Review — Focal Transformer: Focal Self-attention for Local-Global Interactions in Vision Transformers

Surrounding Tokens, Fine Grained Attention; Tokens Far Away, Coarse Granularity

Left: Visualization of the attention maps of the three heads at the given query patch (blue) in the first layer of the DeiT-Tiny model [57]. Right: An illustrative depiction of focal self-attention mechanism. Three granularity levels are used to compose the attention region for the blue query.

Focal Self-attention for Local-Global Interactions in Vision Transformers
Focal Transformer
, by Microsoft Research at Redmond, and Microsoft Cloud + AI, 2021 NeurIPS, Over 100 Citations (Sik-Ho Tsang @ Medium)
Image Classification, Transformer, Vision Transformer (ViT)

  • A new mechanism, focal self-attention, is proposed to incorporate both fine-grained local and coarse-grained global interactions.
  • Each token attends its closest surrounding tokens at fine granularity and the tokens far away at coarse granularity, and thus can capture both short- and long-range visual dependencies efficiently and effectively.
  • With focal self-attention, a new variant of Vision Transformer models, called Focal Transformer, is formed.

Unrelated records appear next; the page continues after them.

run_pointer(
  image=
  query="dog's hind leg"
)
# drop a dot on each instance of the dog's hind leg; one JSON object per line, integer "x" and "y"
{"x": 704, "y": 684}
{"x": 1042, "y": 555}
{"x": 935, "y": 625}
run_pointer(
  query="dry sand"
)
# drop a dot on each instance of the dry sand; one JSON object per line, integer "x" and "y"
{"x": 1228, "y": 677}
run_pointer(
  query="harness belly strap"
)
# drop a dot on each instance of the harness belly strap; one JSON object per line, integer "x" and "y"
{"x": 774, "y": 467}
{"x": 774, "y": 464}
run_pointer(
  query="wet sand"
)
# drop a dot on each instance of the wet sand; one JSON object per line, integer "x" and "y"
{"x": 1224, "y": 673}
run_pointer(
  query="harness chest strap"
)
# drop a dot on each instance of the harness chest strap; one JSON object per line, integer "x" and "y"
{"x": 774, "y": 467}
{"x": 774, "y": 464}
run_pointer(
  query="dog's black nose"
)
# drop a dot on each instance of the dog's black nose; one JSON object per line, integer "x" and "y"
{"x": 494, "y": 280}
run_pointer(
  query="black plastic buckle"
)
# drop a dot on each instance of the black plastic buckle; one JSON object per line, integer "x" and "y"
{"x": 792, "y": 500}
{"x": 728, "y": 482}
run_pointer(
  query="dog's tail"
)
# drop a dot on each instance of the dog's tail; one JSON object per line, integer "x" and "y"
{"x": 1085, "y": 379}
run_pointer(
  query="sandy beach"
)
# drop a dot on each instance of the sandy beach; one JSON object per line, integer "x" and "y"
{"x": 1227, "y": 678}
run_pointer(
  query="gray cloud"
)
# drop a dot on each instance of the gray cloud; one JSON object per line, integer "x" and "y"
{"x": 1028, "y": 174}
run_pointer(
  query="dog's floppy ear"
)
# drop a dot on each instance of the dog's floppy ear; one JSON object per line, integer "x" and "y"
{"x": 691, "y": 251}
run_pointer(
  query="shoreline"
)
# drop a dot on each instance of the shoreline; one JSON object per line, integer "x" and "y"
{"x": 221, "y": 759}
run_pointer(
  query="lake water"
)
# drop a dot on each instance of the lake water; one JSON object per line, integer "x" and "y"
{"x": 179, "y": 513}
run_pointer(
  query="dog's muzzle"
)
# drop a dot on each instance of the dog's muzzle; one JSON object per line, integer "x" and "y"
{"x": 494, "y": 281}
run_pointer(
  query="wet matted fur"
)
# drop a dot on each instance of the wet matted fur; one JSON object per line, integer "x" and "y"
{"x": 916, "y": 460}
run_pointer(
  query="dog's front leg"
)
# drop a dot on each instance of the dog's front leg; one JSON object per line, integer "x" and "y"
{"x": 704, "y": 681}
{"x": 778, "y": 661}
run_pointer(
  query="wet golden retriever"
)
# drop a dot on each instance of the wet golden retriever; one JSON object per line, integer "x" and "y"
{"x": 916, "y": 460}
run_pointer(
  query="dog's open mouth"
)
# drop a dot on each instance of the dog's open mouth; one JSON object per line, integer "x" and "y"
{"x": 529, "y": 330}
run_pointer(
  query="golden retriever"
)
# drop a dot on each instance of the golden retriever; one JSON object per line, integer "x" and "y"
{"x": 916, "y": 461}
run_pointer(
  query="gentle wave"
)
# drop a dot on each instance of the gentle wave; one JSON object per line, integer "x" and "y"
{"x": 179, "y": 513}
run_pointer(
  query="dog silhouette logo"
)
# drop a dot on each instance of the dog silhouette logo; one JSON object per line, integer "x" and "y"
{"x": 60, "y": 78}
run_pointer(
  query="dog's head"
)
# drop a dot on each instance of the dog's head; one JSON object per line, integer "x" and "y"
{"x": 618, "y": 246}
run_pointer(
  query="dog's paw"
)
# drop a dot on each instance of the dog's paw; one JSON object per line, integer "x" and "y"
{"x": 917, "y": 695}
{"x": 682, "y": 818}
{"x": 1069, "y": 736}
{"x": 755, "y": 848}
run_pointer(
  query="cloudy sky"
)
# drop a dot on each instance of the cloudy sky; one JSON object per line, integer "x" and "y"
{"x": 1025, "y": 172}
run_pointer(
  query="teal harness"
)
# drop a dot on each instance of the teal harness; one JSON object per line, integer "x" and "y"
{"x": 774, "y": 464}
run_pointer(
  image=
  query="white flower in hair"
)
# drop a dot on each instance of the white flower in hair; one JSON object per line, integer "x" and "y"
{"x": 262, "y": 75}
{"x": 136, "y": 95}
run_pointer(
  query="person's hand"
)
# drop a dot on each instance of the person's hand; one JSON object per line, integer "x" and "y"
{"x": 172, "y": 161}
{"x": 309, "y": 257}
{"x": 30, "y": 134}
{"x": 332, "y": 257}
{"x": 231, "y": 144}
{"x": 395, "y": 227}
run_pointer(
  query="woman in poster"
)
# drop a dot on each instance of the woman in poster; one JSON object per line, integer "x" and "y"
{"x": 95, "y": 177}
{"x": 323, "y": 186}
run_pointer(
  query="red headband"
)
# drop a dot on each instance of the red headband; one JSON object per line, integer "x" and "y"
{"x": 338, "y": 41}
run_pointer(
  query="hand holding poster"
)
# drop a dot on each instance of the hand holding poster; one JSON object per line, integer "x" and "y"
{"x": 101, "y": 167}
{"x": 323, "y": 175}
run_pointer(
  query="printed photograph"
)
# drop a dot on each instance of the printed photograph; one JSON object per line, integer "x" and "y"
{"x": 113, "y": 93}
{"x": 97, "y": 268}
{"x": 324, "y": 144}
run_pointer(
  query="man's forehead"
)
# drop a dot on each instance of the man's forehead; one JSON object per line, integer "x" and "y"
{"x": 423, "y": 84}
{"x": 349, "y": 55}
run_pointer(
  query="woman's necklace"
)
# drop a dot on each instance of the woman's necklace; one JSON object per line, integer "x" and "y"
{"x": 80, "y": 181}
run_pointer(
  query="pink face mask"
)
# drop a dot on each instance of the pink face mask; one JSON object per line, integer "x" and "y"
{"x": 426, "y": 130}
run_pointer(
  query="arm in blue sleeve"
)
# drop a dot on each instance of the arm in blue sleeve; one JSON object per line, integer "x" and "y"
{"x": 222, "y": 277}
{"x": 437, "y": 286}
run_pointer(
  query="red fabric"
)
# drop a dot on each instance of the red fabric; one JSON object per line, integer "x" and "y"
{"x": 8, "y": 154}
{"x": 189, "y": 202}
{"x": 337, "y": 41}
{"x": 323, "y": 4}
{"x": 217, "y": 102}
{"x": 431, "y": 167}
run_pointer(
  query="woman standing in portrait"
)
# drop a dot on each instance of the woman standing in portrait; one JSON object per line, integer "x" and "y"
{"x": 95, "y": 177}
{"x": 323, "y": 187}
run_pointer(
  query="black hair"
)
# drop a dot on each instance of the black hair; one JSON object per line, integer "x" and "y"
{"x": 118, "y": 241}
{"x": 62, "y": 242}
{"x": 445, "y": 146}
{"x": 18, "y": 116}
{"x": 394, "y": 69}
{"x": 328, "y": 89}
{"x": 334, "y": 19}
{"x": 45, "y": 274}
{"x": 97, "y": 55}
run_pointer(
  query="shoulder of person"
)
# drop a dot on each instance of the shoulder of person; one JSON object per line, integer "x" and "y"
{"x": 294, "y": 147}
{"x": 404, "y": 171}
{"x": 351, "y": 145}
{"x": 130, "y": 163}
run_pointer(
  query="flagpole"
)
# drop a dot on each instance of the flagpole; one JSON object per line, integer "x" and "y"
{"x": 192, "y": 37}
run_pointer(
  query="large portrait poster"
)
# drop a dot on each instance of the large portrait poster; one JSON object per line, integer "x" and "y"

  1. Focal Transformer Overall Architecture
  2. Focal Self Attention
  3. Experimental Results
  4. Ablation Studies

1. Focal Transformer Overall Architecture

Model architecture for our Focal Transformers
  • To accommodate the high-resolution vision tasks, the proposed model architecture shares a similar multi-scale design.
  • An image I with the size of H×W×3 is first partitioned into patches of size 4×4, resulting in H/4×W/4 visual tokens with dimension 4×4×3.
  • Then, a patch embedding layer is used, which consists of a convolutional layer with filter size and stride both equal to 4, to project these patches into hidden features with dimension d.
  • Given this spatial feature map, it is then passed to four stages of focal Transformer blocks. At each stage i ∈ {1, 2, 3, 4}, the focal Transformer block consists of Ni focal Transformer layers. After each stage, another patch embedding layer is used to reduce the spatial size of feature map by factor 2, while the feature dimension is increased by 2.
  • For image classification tasks, the average of the output from last stage is taken and sent to a classification layer.
  • For object detection, the feature maps from last 3 or all 4 stages are fed to the detector head, depending on the particular detection method that is using.
  • The model capacity can be customized by varying the input feature dimension d and the number of focal Transformer layers at each stage {N1, N2, N3, N4}.

If standard self-attention is used, it can capture both short- and long-range interactions at fine-grain, but it suffers from high computational cost, as well as an explosion of time and memory cost, especially the feature map is large.

  • Thus, Focal Self Attention is proposed.

2. Focal Self Attention

2.1. Benefits of Focal Self Attention

The size of receptive field (yaxis) with the increase of used tokens (x-axis) for standard and our focal self-attention
  • Focal self-attention helps to make Transformer layers scalable to high-resolution inputs.
  • As shown above, for a query position, when gradually coarser-grain is used for its far surroundings, focal self-attention can have significantly larger receptive fields at the cost of attending the same number of visual tokens than the baseline.
  • The proposed focal mechanism enables long-range self-attention with much less time and memory cost, because it attends a much smaller number of surrounding (summarized) tokens.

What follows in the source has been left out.